Ньюмен почувствовал: что-то быстро меняется в мыслях мадам де Сентре — у него на глазах она взвешивала только что услышанное и пыталась найти ответ.

— С того момента, как я, готовая пренебречь учтивостью, попросила вас покинуть этот дом и никогда не возвращаться, — сказала она, — я слушаю вас и тем самым как бы подаю вам надежду. Я выслушала вас вопреки рассудку. Потому что вы красноречивы. Если бы сегодня утром кто-нибудь сказал мне, что я соглашусь считать вас возможным мужем, я сочла бы этого человека безумцем. Но вот — я слушаю вас! — она всплеснула руками, и в этом ее жесте угадывалась трогательная беспомощность.

— Ну что ж, мне, как говорится, больше нечего добавить, я сказал все, — заключил Ньюмен. — Моя вера в вас безгранична, ни о ком нельзя думать лучше, чем я думаю о вас. Я свято убежден, что, выйдя за меня замуж, вы будете как за каменной стеной. За мной, повторяю, — продолжал он с улыбкой, — дурного не водится. Я столько могу сделать для вас! А если вас пугает, что я не из привычного вам круга — не утонченный, не чопорный, не деликатный, то, право, вы заблуждаетесь. Я человек деликатный. Вот увидите!

Мадам де Сентре отошла на несколько шагов и остановилась возле окна перед высоким растением в фарфоровом горшке — это была цветущая азалия. Сорвав цветок и теребя его в руках, она вернулась на прежнее место и села. Этим она, казалось, дала понять, что согласна слушать Ньюмена дальше.

— Почему вы сказали, что для вас замужество невозможно? — продолжал он. — Оно невозможно только в одном случае: если вы были бы замужем. Может быть, невозможно потому, что ваш брак не принес вам счастья? Тем более следует попробовать еще раз. Или на вас оказывает давление ваша семья, вмешивается в ваши дела, раздражает вас? Тогда это еще одна причина: вам нужно быть совершенно свободной, а замужество даст вам свободу. Не подумайте, я ничего не хочу сказать про вашу семью, — добавил Ньюмен с таким жаром, что у проницательного наблюдателя это вызвало бы улыбку. — Как бы вы к ним ни относились, значит, так и надо. И если вы скажете — сделайте то-то и то-то, чтобы им понравиться, я тут же все исполню, только скажите что. Можете не сомневаться.

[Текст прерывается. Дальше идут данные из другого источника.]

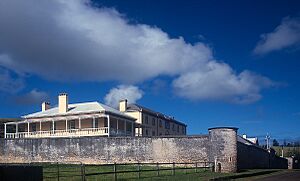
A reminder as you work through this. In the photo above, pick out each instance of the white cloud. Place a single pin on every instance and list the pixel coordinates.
(285, 35)
(32, 98)
(70, 40)
(129, 92)
(218, 82)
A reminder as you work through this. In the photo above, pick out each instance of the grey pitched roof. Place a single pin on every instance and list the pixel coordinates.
(79, 108)
(5, 120)
(136, 107)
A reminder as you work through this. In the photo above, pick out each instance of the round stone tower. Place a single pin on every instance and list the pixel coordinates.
(223, 148)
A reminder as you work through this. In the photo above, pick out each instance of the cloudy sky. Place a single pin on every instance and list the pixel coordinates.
(207, 63)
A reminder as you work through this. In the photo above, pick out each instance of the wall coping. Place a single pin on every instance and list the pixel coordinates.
(234, 128)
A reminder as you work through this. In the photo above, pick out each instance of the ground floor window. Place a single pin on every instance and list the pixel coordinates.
(96, 123)
(147, 132)
(33, 127)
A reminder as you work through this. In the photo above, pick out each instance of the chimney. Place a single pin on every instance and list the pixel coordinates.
(45, 106)
(123, 105)
(63, 103)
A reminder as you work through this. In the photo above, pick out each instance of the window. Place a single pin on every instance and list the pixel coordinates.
(96, 123)
(167, 124)
(153, 121)
(160, 123)
(147, 132)
(33, 127)
(105, 122)
(72, 124)
(51, 126)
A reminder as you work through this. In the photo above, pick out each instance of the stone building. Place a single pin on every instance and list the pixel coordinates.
(152, 123)
(221, 147)
(6, 120)
(72, 120)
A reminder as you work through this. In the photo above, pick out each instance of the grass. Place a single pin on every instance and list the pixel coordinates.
(73, 172)
(287, 151)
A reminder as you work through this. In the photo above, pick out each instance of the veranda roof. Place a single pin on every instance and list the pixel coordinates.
(79, 108)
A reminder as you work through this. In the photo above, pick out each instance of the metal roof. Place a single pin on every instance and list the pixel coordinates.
(140, 108)
(78, 108)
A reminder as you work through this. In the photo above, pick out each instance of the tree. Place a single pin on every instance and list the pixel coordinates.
(275, 142)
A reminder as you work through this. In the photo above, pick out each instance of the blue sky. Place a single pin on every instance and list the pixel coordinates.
(207, 63)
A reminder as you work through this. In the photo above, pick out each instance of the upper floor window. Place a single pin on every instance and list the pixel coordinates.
(146, 119)
(72, 124)
(33, 127)
(147, 132)
(153, 121)
(51, 125)
(160, 123)
(167, 124)
(96, 123)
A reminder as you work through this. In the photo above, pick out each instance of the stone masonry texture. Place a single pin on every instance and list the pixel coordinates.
(219, 146)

Мадам де Сентре снова встала и приблизилась к камину, возле которого стоял Ньюмен. Выражение боли и замешательства исчезло с ее лица — оно светилось улыбкой, и на сей раз Ньюмену не пришлось гадать, чему приписать эту улыбку — привычке или расположению, учтивости или искренности. У мадам де Сентре был вид женщины, вступившей во владения дружбы и с удивлением убеждающейся, что владения эти необозримы. Ко всегдашнему сиянию ее глаз, казалось, прибавилось сдержанное ликование.

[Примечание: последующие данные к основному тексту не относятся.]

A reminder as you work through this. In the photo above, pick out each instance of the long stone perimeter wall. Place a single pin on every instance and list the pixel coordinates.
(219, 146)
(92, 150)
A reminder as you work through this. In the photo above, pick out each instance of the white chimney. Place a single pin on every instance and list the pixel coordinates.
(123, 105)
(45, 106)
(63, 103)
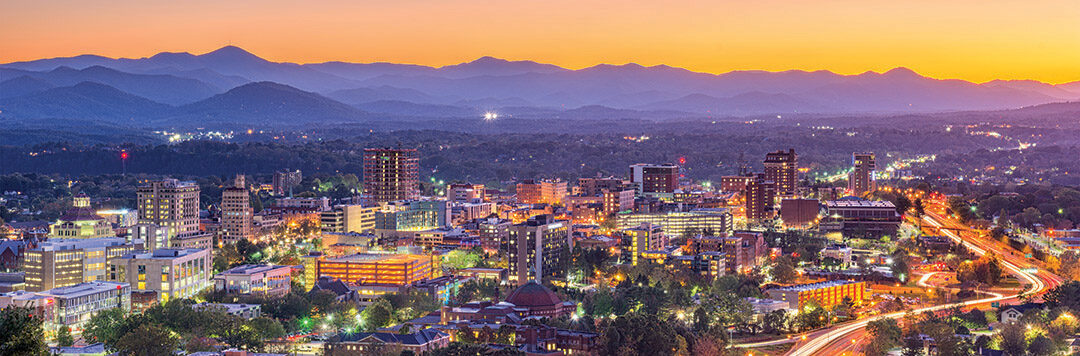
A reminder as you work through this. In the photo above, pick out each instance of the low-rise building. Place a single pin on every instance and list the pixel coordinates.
(258, 279)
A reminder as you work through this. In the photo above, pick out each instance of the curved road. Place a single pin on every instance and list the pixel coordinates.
(838, 339)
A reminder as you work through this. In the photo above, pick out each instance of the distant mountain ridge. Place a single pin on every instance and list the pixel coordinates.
(204, 87)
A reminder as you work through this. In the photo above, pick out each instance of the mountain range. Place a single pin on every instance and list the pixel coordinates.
(233, 87)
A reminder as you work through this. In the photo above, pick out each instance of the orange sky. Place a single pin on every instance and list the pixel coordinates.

— Я не отказываюсь снова с вами видеться, — сказала она, — потому что многое из сказанного вами пришлось мне по душе. Но стану принимать вас при одном условии — вы надолго забудете о том, о чем говорили сегодня.

— Что значит «надолго»?

— На полгода. Вы должны дать мне слово.

— Прекрасно. Обещаю.

— Тогда до свидания, — сказала она и протянула ему руку.

Ньюмен задержал ее руку в своей, будто хотел сказать что-то еще. Но лишь посмотрел в глаза мадам де Сентре и удалился.

В тот же вечер Ньюмен встретился на бульваре Османа с Валентином де Беллегардом. Как только они обменялись приветствиями, Ньюмен сразу сказал, что всего несколько часов назад виделся с мадам де Сентре.

— Знаю, — сказал Беллегард. — Я обедал на Университетской улице.

После этих слов оба некоторое время молчали. Ньюмена подмывало спросить, заметил ли Беллегард, какое впечатление произвел его визит, а у Беллегарда были к нему свои вопросы. Первым заговорил граф Валентин:

— Не мое это дело, но что, черт возьми, вы сказали моей сестре?

— Я хочу поставить вас в известность, — ответил Ньюмен, — что я сделал ей предложение.

— Уже! — присвистнул молодой человек. — Время — деньги, так, кажется, говорят у вас в Америке? А что мадам де Сентре? — добавил он, и в его голосе прозвучал вызов.

— Она мое предложение отвергла.

— Помилуйте, она и не могла его принять — в такой-то форме!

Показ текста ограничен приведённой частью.